Now scientists are watching the seemingly relentless spread of the snow crab westward into Norwegian waters, and the unique Svalbard archipelago is in their path. Although the densest part of the snow crab mass is still several hundred kilometers to the southeast, there has already been at least one snow crab sighting in the eastern Svalbard region.
The storm may be too close to prepare for. Nevertheless, the office of the Governor of Svalbard has decided to delay the official release of its invasive species action plan in order to incorporate a thorough analysis of the snow crab situation.
“It could be a disaster,” said Espen Stokke, senior adviser for nature management at the office of the Governor of Svalbard. “I’m not sure if it is possible to make a strategy to keep the snow crab out.”
Nearly 90 percent of the shallow waters surrounding Svalbard are a conservation area, and eastern Svalbard is one of the newest additions. As with marine communities in general, the health of the Svalbard marine ecosystem is largely dependent on robust primary productivity, which refers to the photosynthesis of new organic material by phytoplankton in the upper layers of the ocean. Primary production toward the top is in turn related to the health of what is called the benthos at the bottom – the community of organisms on the sea floor, consisting of animals like mussels and polychaetes that help to recycle nutrients back into the upper layers of the ecosystem.
But scientists fear that the approaching mass of snow crabs may make short work of Svalbard’s important benthic community.
Jan Sundet, senior scientist at the Institute for Marine Research in Tromsø, said that the further north you go, the more important the benthic community is for secondary production. This means that in the Arctic, a greater portion of the molecules photosynthesized by primary producers – molecules like organic acids, proteins or long carbohydrate molecules called polysaccharides – will sink to the bottom as sediment, as compared with areas further south.

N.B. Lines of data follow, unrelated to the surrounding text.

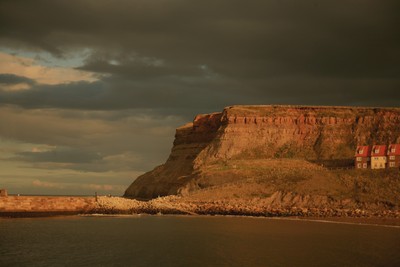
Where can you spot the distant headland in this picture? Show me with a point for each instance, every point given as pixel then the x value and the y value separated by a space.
pixel 272 161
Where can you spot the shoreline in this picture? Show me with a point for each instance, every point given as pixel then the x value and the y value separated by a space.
pixel 39 206
pixel 365 221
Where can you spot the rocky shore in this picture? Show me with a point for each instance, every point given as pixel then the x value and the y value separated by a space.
pixel 255 207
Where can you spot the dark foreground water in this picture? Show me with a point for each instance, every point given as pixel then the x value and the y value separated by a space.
pixel 193 241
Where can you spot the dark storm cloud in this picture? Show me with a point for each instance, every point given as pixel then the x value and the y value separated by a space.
pixel 203 55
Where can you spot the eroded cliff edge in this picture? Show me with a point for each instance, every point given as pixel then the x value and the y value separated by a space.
pixel 260 150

Snow crabs, like king crabs, are notorious for eating just about everything in sight in the benthic zone. This includes decaying matter, organisms that aid in decomposition and organisms that help oxygenate the sea floor – all part of the vital nutrient cycling processes in the benthos.
Sundet said that the snow crab invasion is a top priority for IMR and for the Norwegian authorities, to whom he recently provided requested scientific advice regarding the snow crab situation. From a scientific perspective, he said a major concern is the lack of baseline information about the threatened eastern side of Svalbard. This will be crucial in developing a strategy for when – not if – the snow crab arrive.

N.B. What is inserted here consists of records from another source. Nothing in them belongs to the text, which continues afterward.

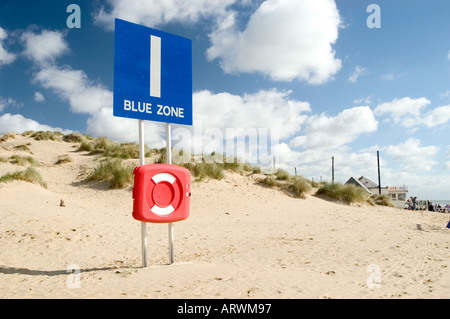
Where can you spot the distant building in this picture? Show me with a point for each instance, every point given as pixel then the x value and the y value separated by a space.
pixel 398 194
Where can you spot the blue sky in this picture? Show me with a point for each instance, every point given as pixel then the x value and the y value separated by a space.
pixel 313 70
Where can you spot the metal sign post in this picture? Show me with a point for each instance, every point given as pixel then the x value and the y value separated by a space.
pixel 169 161
pixel 143 224
pixel 152 82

“Ecosystems in this high Arctic area are very vulnerable to introduced species like the snow crab,” Sundet said. “Although the snow crab might have entered the Barents Sea as a result of widening its home range, the consequences of its appearance will be as if it is an alien species. Action must be taken from that standpoint.”
The Ministry of Fisheries does not yet have an official stance on the snow crab situation.